Source: containerjournal.com
Run:AI this week announced the general availability of a namesake platform based on Kubernetes that enables IT teams to virtualize graphical processor unit (GPU) resources.
Company CEO Omri Geller says the goal is to enable IT teams to maximize investments in expensive GPUs by leveraging a single line of code to plug in its platform on top of Kubernetes. That would enable IT teams to take advantage of container orchestration to schedule artificial intelligence (AI) workloads across multiple GPUs, and allows certain AI workloads to be prioritized over others, he says.
Geller notes that GPUs don’t lend themselves well to traditional virtual machines. Kubernetes provides an alternative approach to virtualizing bare-metal GPU resources, which are among the most expensive IT infrastructure resource any IT organization can invoke in the cloud or deploy in on-premises IT environments.
Containers are widely employed by AI models because they provide a means to efficiently manage access to large amounts of data without having to update the entire AI application every time an element of that AI model changes. One of the biggest challenges organizations now face is maximizing GPU resources at a time when the number of AI models being built and deployed continues to expand rapidly. Most organizations not only have to frequently update AI models when new data sources become available, but they also discover that over time many AI models need to be replaced altogether, as business conditions and circumstances evolve.
Of course, as those AI models are updated they also need to be slipstreamed into applications, which in turn creates a series of new DevOps challenges for organizations.
For the most part, GPUs today are employed to train AI models because they are more efficient than traditional commercial processors. However, most of the inference engines on which AI models are run are deployed on commercial x86 processors from Intel and AMD. Rival NVIDIA, however, is making a case for replacing x86 processors with GPUs that are becoming less expensive. The Run:AI platform can be employed to maximize GPUs to either train AI models or run inference engines, Geller says.
It’s not at all clear to what degree AI will be injected into applications. There’s no doubt AI will play a significant role in the future of application development. However, most organizations won’t be able to afford to inject AI instantly into every application or re-engineer business processes overnight, so it may still be a while before AI is all-pervasive.
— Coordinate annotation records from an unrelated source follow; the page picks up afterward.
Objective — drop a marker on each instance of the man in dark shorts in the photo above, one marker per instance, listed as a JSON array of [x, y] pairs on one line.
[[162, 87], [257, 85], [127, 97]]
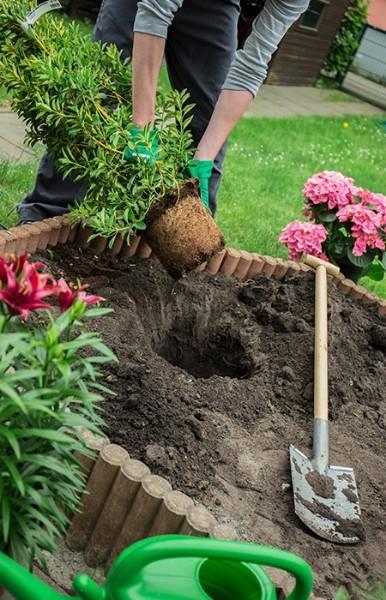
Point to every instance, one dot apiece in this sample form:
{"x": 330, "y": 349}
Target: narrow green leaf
{"x": 10, "y": 436}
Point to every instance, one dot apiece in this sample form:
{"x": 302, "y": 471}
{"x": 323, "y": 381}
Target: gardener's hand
{"x": 142, "y": 147}
{"x": 202, "y": 170}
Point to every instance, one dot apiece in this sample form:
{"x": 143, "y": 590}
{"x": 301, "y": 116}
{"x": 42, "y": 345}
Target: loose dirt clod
{"x": 212, "y": 387}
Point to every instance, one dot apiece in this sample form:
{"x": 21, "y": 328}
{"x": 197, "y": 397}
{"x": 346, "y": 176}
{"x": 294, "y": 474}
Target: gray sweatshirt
{"x": 250, "y": 65}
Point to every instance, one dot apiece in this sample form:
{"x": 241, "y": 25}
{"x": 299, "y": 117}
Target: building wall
{"x": 370, "y": 59}
{"x": 377, "y": 14}
{"x": 301, "y": 54}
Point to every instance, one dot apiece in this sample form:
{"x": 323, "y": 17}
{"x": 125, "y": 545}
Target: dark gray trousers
{"x": 200, "y": 46}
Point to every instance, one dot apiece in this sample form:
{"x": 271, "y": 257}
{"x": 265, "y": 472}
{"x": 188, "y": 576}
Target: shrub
{"x": 75, "y": 96}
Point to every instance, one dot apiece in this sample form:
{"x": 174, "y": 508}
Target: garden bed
{"x": 214, "y": 382}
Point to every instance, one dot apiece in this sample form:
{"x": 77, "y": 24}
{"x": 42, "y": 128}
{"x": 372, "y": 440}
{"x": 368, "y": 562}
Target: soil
{"x": 215, "y": 380}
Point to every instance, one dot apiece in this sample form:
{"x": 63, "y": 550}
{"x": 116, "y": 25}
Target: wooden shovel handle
{"x": 321, "y": 345}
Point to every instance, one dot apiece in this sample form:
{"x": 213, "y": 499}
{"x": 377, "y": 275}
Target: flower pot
{"x": 181, "y": 231}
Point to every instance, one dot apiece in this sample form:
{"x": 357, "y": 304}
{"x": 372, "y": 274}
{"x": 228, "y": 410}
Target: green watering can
{"x": 175, "y": 567}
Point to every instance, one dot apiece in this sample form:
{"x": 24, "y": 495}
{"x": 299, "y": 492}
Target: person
{"x": 198, "y": 39}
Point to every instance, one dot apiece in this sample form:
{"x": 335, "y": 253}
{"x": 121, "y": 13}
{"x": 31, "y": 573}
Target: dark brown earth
{"x": 215, "y": 381}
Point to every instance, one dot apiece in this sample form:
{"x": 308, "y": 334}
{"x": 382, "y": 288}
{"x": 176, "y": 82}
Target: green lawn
{"x": 267, "y": 163}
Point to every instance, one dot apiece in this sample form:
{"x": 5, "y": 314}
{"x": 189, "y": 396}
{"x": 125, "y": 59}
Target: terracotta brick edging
{"x": 124, "y": 501}
{"x": 230, "y": 262}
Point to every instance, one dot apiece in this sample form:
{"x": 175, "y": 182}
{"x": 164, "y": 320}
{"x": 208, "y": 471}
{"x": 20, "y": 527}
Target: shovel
{"x": 325, "y": 497}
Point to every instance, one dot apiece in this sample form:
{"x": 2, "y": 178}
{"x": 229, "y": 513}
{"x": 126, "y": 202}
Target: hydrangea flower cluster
{"x": 345, "y": 223}
{"x": 366, "y": 226}
{"x": 23, "y": 286}
{"x": 301, "y": 237}
{"x": 331, "y": 188}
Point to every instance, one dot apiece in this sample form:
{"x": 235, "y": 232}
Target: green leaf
{"x": 10, "y": 436}
{"x": 46, "y": 434}
{"x": 14, "y": 473}
{"x": 363, "y": 261}
{"x": 7, "y": 390}
{"x": 5, "y": 517}
{"x": 376, "y": 272}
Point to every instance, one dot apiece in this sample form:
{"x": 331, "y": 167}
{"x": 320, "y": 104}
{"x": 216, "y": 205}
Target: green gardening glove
{"x": 202, "y": 170}
{"x": 142, "y": 146}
In fact, the truth is there is a lot of trial and error involving AI than most data scientists would care to admit.
In the meantime, however, it’s becoming clear Kubernetes will emerge as a de facto platform for both building and deploying AI applications, especially as platforms such as Kubeflow, a set of tools for building AI models, continue to mature. One major issue now is determining how to efficiently manage all the AI workloads that now are heading in the direction of Kubernetes.